To try to understand the mechanisms underpinning the diversity effects observed, we used null modelling to test whether herbivory in diverse plots differed from expected levels generated from data in monoclonal plots. We found that diversity effects depended significantly on genotype, revealing that non-additive mechanisms operate in this system. In particular, more resistant genotypes often experienced greater than expected levels of herbivory (associational susceptibility) while more susceptible genotypes often had less than expected herbivory (associational resistance). These patterns indicate that associational resistance and susceptibility can occur simultaneously in genotypically diverse plots, presumably due to the reorganization of arthropods among genotypes. While these diversity effects do not scale up to influence plot-level rates of herbivory, they may strongly influence the fitness of plant genotypes within diverse plant stands, potentially playing a strong role in the evolutionary ecology of forest trees.

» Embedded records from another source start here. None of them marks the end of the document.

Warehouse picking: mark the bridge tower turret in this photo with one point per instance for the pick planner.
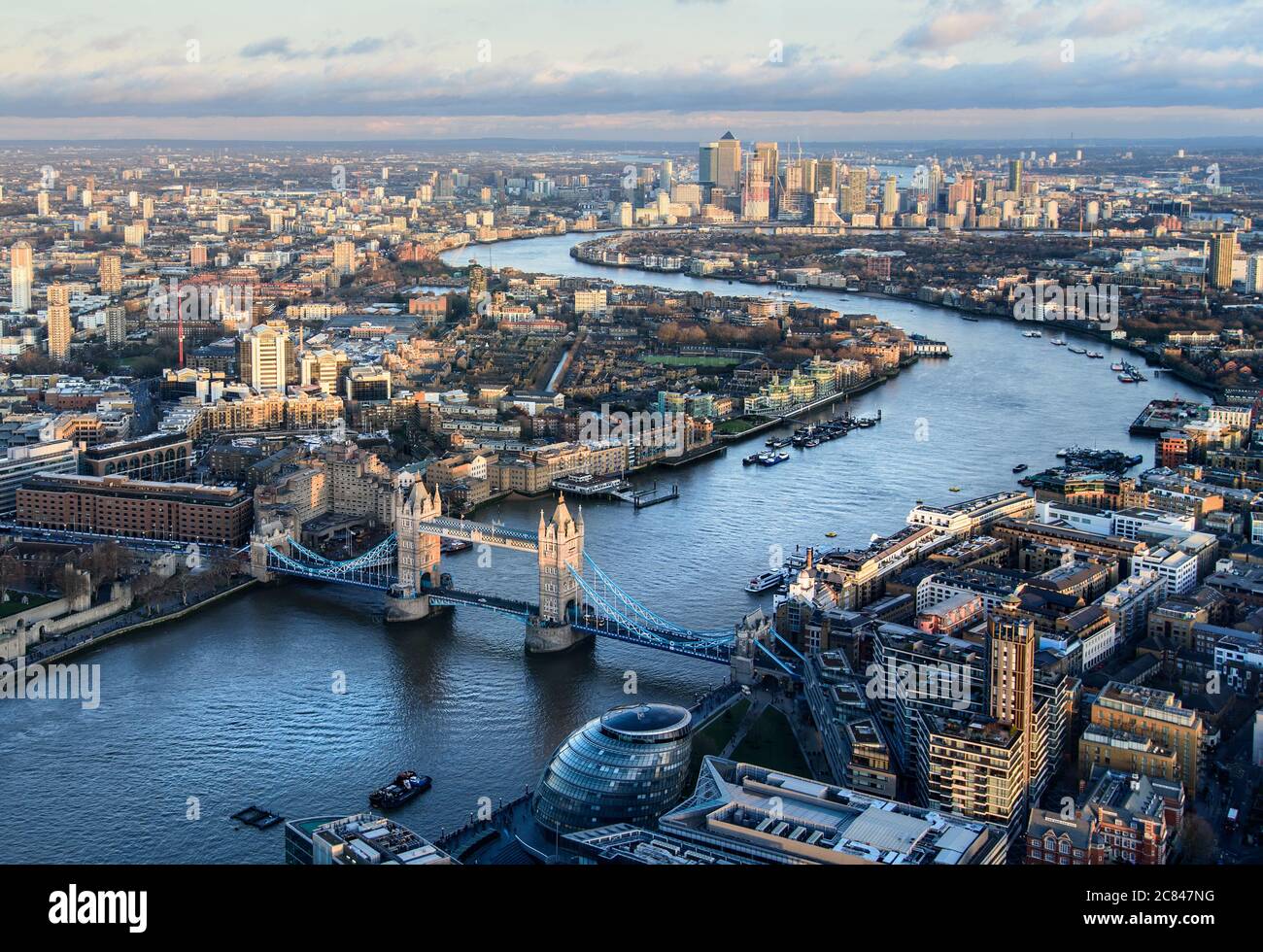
(561, 544)
(420, 553)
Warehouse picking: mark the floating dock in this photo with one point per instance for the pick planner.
(652, 496)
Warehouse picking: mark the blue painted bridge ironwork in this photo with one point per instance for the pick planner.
(604, 609)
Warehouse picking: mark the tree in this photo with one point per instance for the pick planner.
(1198, 839)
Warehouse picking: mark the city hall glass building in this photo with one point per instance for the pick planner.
(630, 765)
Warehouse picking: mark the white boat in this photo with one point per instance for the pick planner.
(766, 582)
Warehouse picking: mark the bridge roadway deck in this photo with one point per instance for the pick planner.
(492, 534)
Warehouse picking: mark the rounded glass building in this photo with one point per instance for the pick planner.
(630, 765)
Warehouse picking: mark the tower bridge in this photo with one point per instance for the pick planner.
(576, 597)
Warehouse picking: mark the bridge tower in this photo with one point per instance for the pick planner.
(418, 555)
(561, 544)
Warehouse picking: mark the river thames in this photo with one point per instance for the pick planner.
(235, 704)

This study illustrates the value of long-term experiments for testing how genetic diversity influences the arthropod communities of woody plants. Diversity effects were complex and varied among the arthropod guilds, among the genotypes, and across time. Only by sampling multiple times over many years and including data for different kinds of herbivores did we detect these patterns. Future work looking at how plant phenotypes relate to these patterns and observing the behaviour of various arthropods can provide further insight into the mechanisms driving genotypic diversity effects.